As my wife’s symptoms improved, mine worsened. There was not a single point in my body that was not affected or in pain. My blood pressure was fluctuating, and I felt a tremendous fog come over me. I was severely dehydrated, most likely due to night sweats, and I was experiencing severe vertigo and light-headedness.

At the emergency department, the doctor told me that I was lymphopenic (low levels of white blood cells) and anemic (low levels of red blood cells and hemoglobin), which may explain the ungodly fatigue I was experiencing.

Now over a month later, after the acute phase of the infection, I am still dealing with lingering symptoms, including non-stop headaches.

This is a challenging time, but I know I am not the only person living with longer-term symptoms. Unfortunately, I am one of many who will be infected and re-infected.

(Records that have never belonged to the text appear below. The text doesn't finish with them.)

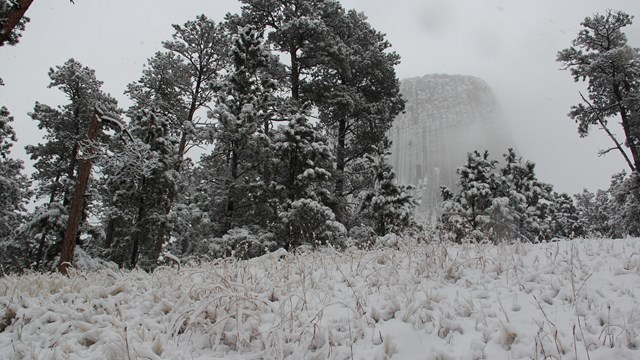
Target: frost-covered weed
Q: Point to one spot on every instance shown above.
(417, 300)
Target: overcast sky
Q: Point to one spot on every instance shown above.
(512, 44)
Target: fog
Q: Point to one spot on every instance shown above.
(510, 44)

As the virus mutates and adapts, there will be many more cases in the months and years to come. This means more people will be infected with SARS-CoV-2 for the first, second and even third time, and we can expect milder to moderate disease.

We need reliable and widespread testing to help prevent the spread of the virus. We need variant-specific vaccines to protect us against mild and moderate disease. And we need more accessible anti-viral medications to treat the infection.

As a scientific community, we must do better to protect our health care system and reduce human suffering. This is where investment in biomedical research and biotechnology comes into play. As the pandemic exposed, Canada has significantly underinvested in the research infrastructure necessary to develop life-saving vaccines and therapeutics.

More Tri-Council funding for biomedical research and better government policies to attract experts and establish a successful biotechnology industry in Canada are ways we can protect Canadians from the unnecessary suffering many of us have experienced and will continue to experience as a result of the COVID-19 pandemic.

Saman Maleki, PhD'14, is an Assistant Professor in the Departments of Medical Biophysics, Oncology, and Pathology and Laboratory Medicine at the Schulich School of Medicine & Dentistry, Western University.